Sin embargo, al llegar al borde del precipicio, Susana se detuvo en seco, y su respiración se congeló tras el visor.
El antiguo puente de hormigón y vigas de hierro que unía los dos lados del desfiladero ya no existía. Las fuerzas de contención militar, en un esfuerzo desesperado por asegurar la cuarentena absoluta del "Grado 4" antes de la llegada de los bombarderos, habían dinamitado la estructura central. Los bloques de cemento yacían destrozados en el fondo del foso, y solo quedaban los cables de acero de sujeción lateral, colgando sobre el vacío como hilos de una telaraña rota.
—¡Lo han volado! —chilló Vanesa, dejando caer el extremo del tubo de hierro contra una roca—. ¡Esos malditos nos han dejado atrapados aquí fuera!
—Faltan veinticuatro minutos para las seis —dijo Pedro, dejándose caer sobre las rodillas, con el rostro pálido y empapado en sudor tras el policarbonato—. Aunque intentáramos bajar al fondo del desfiladero a gatas, la marea de las alturas nos alcanzará antes de llegar a la mitad. Es el fin.
—¡No es el fin, Pedro! —bramó Lorenzo, obligándolo a incorporarse mientras su propia botella de oxígeno emitía el pitido intermitente de la reserva terminal—. Susana, mira los cables de acero que quedan en el margen derecho. Las guías de alta tensión de la antigua cantera siguen cruzando el abismo. Tienen las poleas de mantenimiento de hierro colgadas en el soporte de la roca.
El cruce sobre el abismo.
Lorenzo arrastró al grupo hacia la caseta de anclaje de los cables de la cantera, una pequeña estructura de hormigón que había resistido la voladura del puente. De la guía principal de acero, un cable grueso del tamaño de una muñeca humana, colgaba una vieja barquilla metálica de transporte de mineral, apenas una plataforma de rejilla de un metro cuadrado sujeta por dos poleas de fundición.
El zumbido en el cielo se intensificó hasta volverse ensordecedor. El enjambre principal de la Colonia Beta, alertado por el rastro térmico concentrado del grupo en el terreno abierto, comenzó a arremolinarse sobre el desfiladero, formando un embudo negro que descendía directamente hacia la caseta de anclaje. Las alas de obsidiana batían con tal fuerza que generaban una corriente de aire frío que esparcía la ceniza en círculos.

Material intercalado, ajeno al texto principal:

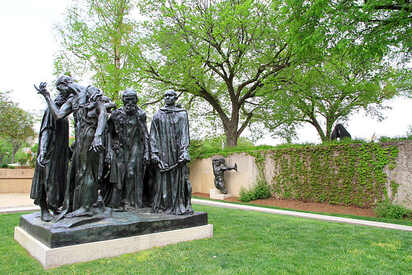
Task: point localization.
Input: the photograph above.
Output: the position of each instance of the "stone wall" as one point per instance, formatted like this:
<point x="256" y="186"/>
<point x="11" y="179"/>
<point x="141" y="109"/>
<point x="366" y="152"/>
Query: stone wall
<point x="402" y="175"/>
<point x="201" y="174"/>
<point x="15" y="180"/>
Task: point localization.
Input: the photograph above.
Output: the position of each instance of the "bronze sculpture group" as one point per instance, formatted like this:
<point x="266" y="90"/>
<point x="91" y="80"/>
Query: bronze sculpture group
<point x="115" y="160"/>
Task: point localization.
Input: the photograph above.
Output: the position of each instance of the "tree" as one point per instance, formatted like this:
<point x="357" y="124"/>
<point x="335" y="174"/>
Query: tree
<point x="330" y="91"/>
<point x="16" y="125"/>
<point x="224" y="52"/>
<point x="98" y="38"/>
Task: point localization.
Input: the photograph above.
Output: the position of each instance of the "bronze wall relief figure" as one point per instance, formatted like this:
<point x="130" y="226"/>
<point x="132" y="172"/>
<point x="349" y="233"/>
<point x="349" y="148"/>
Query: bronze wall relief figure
<point x="219" y="168"/>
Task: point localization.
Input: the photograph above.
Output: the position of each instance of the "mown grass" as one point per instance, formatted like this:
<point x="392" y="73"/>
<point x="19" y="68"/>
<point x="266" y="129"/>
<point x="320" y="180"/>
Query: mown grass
<point x="244" y="243"/>
<point x="406" y="221"/>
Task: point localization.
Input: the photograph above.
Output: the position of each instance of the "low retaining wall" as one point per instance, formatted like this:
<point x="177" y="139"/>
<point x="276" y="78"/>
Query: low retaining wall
<point x="15" y="180"/>
<point x="398" y="177"/>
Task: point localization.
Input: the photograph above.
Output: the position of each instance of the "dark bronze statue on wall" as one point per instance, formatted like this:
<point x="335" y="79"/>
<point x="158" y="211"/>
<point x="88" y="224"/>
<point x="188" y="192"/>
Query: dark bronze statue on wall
<point x="169" y="142"/>
<point x="219" y="168"/>
<point x="339" y="132"/>
<point x="128" y="152"/>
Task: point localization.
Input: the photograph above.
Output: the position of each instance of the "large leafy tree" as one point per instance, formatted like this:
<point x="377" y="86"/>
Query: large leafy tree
<point x="222" y="52"/>
<point x="324" y="93"/>
<point x="98" y="40"/>
<point x="16" y="125"/>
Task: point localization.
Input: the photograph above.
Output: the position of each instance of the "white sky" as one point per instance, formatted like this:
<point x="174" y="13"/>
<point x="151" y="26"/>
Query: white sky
<point x="28" y="46"/>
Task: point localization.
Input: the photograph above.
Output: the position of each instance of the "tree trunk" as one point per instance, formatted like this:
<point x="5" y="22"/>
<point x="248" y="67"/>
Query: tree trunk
<point x="231" y="136"/>
<point x="15" y="148"/>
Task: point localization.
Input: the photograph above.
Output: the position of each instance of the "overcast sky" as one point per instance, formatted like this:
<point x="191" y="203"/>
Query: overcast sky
<point x="28" y="46"/>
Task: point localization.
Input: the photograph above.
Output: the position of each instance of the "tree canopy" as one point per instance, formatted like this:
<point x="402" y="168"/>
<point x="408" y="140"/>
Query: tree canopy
<point x="98" y="39"/>
<point x="322" y="94"/>
<point x="16" y="125"/>
<point x="223" y="52"/>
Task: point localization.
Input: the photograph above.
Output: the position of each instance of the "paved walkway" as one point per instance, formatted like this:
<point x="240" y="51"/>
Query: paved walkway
<point x="303" y="215"/>
<point x="12" y="203"/>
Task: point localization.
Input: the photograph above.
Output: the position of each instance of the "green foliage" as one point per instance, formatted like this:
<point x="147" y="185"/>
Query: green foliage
<point x="386" y="209"/>
<point x="329" y="91"/>
<point x="204" y="148"/>
<point x="198" y="151"/>
<point x="15" y="127"/>
<point x="336" y="173"/>
<point x="260" y="191"/>
<point x="99" y="38"/>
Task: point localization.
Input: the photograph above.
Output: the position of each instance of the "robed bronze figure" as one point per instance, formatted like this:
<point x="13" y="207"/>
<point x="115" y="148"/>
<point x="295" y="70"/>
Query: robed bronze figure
<point x="169" y="142"/>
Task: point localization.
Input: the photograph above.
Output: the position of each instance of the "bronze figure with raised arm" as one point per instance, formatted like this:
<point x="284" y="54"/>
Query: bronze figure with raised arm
<point x="90" y="118"/>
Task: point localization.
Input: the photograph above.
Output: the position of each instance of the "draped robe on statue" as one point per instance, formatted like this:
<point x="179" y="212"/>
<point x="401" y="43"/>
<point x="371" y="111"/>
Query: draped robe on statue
<point x="49" y="182"/>
<point x="169" y="141"/>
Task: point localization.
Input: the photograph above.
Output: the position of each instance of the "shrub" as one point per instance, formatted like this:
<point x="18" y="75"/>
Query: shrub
<point x="386" y="209"/>
<point x="260" y="191"/>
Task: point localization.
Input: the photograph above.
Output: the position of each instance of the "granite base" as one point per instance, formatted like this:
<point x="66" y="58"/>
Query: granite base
<point x="54" y="257"/>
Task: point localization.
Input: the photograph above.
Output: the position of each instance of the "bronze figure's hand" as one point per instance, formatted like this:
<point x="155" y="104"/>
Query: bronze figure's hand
<point x="97" y="144"/>
<point x="42" y="89"/>
<point x="41" y="160"/>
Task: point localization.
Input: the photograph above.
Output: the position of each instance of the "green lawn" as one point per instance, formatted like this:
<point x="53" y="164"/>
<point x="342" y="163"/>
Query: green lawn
<point x="245" y="243"/>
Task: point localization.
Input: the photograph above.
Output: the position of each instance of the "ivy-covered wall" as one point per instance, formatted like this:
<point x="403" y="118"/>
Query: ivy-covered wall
<point x="344" y="174"/>
<point x="358" y="174"/>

—Susana, tú y Vanesa subid primero con la maleta —ordenó Lorenzo, aferrando la palanca de freno manual de la polea, que estaba oxidada por las décadas a la intemperie—. Yo empujaré la barquilla desde el muelle de carga para daros el impulso inicial. El cable tiene inclinación hacia el otro lado; una vez que paséis la mitad del desfiladero, la gravedad os llevará directas al puesto avanzado del ejército.
—¡No te vas a quedar aquí con Pedro solo, Lorenzo! —replicó Susana, clavando sus botas en la plataforma mientras aseguraba la maleta—. El cable no aguantará un segundo viaje si el enjambre se posa sobre la línea.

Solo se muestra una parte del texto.